High rates of gene flow are common in marine organisms that are spread across large geographic ranges (Palumbi, 1994; Crandall et al., 2019). Several marine organisms also exhibit low levels of genetic differentiation across large geographic scales (Avise, 2000). Population structures are affected by genetic drift, strong post-settlement selection (Hedgecock, 1986), and spatial-landscape patterns (Johnson & Black, 1998; Watts & Johnson, 2004). Species with limited dispersal abilities are often composed of highly genetically structured populations with small geographic ranges (Collin, 2001). This creates opportunities to compare the depths and positions of intraspecific genetic differentiation when using location as an extrinsic factor (Bernardi & Talley, 2000).

Horseshoe crabs, an interesting group of marine organisms considered “living fossils” (Eldredge & Stanley, 1984), have been extant for almost 500 million years. There are four extant species of horseshoe crabs: the American horseshoe crab (Limulus polyphemus) found along the eastern coast of North America from Maine to Mexico (Walls, Berkson & Smith, 2002; Rutecki, Carmichael & Valiela, 2004), and three Asian horseshoe crabs species (the mangrove horseshoe crab (Carcinoscorpius rotundicauda), the coastal horseshoe crab (Tachypleus gigas), and the tri-spined horseshoe crab (Tachypleus tridentatus)) (John et al., 2018; Vestbo et al., 2018) that are sporadically distributed across Southeast Asia and Japan. They are ancient marine arthropods that exhibit life-histories and habitat preferences that suggest a restricted dispersal ability (Sekiguchi, 1988). The Asian species are found in Indonesian coastal waters, dispersed around Sumatra, Java, Kalimantan, and Sulawesi (Rubiyanto, 2012; Mashar et al., 2017; Meilana et al., 2016).

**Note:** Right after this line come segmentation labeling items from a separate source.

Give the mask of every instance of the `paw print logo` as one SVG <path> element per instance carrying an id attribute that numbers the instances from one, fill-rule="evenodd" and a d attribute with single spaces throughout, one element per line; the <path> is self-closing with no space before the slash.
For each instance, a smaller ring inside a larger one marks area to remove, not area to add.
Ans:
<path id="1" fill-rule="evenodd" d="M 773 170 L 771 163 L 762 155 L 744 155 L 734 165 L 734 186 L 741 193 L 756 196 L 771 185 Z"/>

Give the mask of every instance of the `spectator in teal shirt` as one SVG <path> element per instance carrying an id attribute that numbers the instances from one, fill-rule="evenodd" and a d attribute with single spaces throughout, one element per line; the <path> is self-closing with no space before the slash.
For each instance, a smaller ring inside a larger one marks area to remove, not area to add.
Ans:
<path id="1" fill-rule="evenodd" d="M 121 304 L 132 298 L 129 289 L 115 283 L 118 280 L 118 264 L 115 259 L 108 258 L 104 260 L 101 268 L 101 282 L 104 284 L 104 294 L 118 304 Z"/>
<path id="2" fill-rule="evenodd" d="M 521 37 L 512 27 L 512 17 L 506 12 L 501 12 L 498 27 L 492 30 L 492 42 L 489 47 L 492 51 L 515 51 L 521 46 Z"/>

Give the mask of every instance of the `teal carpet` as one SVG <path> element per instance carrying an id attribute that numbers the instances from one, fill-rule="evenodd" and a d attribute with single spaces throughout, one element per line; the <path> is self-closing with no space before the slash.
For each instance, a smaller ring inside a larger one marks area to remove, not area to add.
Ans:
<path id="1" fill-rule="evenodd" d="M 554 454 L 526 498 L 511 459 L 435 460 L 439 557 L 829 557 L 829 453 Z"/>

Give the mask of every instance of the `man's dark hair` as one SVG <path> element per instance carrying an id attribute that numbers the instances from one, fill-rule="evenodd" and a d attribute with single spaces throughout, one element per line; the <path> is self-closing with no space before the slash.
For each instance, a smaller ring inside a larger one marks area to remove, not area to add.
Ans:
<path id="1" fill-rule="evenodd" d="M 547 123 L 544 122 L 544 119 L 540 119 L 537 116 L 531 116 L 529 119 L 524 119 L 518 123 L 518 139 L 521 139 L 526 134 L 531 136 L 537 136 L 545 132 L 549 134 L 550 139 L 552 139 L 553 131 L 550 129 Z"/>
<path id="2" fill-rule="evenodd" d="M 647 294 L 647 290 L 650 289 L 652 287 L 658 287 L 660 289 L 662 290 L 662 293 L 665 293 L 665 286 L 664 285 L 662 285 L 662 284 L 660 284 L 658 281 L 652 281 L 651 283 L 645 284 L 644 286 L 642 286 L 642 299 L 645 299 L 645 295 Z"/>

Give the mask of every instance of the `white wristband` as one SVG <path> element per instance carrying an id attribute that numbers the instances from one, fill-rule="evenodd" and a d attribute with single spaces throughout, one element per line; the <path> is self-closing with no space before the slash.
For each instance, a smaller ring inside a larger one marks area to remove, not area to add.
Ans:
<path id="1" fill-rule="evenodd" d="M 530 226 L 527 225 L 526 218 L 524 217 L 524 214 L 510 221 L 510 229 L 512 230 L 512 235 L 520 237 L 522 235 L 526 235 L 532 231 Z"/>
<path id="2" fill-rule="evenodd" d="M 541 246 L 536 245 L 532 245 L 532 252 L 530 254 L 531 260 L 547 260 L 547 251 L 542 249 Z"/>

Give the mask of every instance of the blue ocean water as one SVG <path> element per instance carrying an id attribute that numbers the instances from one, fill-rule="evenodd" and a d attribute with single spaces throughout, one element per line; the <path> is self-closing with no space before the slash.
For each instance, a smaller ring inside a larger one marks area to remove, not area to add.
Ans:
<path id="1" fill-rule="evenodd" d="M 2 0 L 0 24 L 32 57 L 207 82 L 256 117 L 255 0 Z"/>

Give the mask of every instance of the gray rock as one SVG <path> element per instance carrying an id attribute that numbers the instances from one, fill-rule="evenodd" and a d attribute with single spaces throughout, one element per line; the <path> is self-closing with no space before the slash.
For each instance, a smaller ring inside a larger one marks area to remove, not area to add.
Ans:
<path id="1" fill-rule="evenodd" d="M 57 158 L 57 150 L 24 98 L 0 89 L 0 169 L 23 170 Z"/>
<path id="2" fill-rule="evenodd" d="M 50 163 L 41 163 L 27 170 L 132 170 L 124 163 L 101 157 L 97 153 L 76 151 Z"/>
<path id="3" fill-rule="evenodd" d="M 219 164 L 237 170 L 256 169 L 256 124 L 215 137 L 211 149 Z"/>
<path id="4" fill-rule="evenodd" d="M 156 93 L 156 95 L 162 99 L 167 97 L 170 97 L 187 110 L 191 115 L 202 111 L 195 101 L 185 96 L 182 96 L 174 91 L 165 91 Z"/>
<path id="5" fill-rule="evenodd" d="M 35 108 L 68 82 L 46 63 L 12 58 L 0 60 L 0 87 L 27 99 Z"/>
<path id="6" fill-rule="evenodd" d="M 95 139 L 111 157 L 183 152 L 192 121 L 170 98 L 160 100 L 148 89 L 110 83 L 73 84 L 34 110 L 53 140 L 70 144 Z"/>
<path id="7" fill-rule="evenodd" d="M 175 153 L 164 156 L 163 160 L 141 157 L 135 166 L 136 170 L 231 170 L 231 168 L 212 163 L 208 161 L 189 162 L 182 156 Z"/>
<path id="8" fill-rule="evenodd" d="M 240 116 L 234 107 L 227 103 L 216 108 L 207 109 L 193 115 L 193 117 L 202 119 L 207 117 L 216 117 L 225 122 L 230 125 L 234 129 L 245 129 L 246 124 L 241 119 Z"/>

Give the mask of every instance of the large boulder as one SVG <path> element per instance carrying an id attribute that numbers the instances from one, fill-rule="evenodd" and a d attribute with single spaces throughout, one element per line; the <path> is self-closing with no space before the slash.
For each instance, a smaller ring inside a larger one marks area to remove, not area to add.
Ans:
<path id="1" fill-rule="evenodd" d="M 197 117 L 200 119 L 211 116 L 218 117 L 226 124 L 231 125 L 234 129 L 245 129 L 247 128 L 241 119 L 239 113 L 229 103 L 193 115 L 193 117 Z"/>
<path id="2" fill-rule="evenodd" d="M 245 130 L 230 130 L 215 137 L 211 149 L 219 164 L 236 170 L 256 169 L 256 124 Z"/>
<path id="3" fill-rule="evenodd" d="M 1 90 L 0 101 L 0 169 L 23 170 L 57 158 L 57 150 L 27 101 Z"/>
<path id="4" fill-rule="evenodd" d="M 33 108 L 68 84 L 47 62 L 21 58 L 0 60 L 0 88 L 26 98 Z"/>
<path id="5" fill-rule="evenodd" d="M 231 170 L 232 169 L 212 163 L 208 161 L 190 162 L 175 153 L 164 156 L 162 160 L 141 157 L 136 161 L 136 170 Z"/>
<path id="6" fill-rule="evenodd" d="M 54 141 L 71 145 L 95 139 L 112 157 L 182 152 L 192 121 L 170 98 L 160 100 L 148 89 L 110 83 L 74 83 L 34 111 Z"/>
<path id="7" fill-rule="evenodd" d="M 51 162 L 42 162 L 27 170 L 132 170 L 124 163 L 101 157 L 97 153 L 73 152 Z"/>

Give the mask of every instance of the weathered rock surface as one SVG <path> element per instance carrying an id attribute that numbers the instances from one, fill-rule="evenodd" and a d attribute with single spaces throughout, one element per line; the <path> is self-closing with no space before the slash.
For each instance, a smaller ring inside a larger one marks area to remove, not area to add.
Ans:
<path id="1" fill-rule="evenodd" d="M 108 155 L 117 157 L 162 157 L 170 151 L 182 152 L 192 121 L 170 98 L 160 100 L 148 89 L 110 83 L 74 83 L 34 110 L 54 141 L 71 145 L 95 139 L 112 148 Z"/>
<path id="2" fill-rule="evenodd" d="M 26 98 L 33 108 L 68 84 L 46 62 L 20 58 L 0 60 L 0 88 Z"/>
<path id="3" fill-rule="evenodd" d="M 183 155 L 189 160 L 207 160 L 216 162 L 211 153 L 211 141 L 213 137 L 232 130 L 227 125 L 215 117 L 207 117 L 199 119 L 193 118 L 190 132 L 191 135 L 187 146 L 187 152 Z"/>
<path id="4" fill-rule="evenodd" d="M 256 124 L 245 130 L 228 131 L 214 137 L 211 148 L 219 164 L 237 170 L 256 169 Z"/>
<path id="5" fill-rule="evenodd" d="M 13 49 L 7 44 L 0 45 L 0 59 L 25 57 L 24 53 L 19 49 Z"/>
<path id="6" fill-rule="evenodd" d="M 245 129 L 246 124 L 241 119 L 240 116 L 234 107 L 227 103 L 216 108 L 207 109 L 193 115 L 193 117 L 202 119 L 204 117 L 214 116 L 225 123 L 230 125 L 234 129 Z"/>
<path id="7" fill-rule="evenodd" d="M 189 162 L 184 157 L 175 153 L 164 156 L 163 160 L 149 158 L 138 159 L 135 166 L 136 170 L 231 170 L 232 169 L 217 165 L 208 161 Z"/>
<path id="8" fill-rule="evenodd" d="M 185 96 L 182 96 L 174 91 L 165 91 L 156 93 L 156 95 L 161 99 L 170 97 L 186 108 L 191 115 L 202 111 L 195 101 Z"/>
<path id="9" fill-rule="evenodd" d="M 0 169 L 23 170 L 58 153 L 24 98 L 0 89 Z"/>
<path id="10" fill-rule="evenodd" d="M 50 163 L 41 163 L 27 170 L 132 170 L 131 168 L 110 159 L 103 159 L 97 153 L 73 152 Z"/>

Throughout their life cycle, horseshoe crabs are highly dependent on environmental conditions in coastal habitats. Most research suggests that they are declining both locally and regionally due to over-harvesting for food and biomedicine, and coastal development (Itow, 1993; Botton, 2001; Chen, Yeh & Lin, 2004) and the loss of suitable spawning grounds. T. gigas was once relatively common along the northern Java Sea. However, coastal and mangrove horseshoe crab populations have an undetermined conservation status due to insufficient data (John et al., 2021). Furthermore, most population genetic studies on horseshoe crabs have focused on the American horseshoe crab, with little attention paid to the Asian horseshoe crab (Pierce, Tan & Gaffney, 2000; King & Eackles, 2004; King et al., 2005; Yang et al., 2007; Rozihan & Ismail, 2011; King et al., 2015). Therefore, this study examined the genetic diversity, connectivity, and population structure of coastal horseshoe crabs by screening an AT-rich region of mitochondrial DNA, an established genetic marker for arthropods (Brehm et al., 2001). Our aim was to use genetic evidence to facilitate horseshoe crab conservation efforts in Indonesia.

Materials & Methods

Study area and sample collection

With the help of a local fisherman, adult and juvenile T. gigas specimens were collected from shallow waters in six locations around Indonesia: Bintan, Balikpapan, Demak, Madura, Subang, and Ujung Kulon (Fig. 1). We collected the hemolymph from a total of 91 T. gigas specimens between April 2019 and August 2020. There were eight, 14, 16, 13, 20, and 20 samples from Bintan Island (BT), Balikpapan (BP), Demak (DK), Madura (MD), Subang (SB), and Ujung Kulon (UK), respectively. The hemolymph was collected from each individual and immediately preserved in absolute ethanol. Field experiments were approved by the Research Council of the Study Program from IPB University (letter number 1426/IT3.F3.2/KP.03.03.2019).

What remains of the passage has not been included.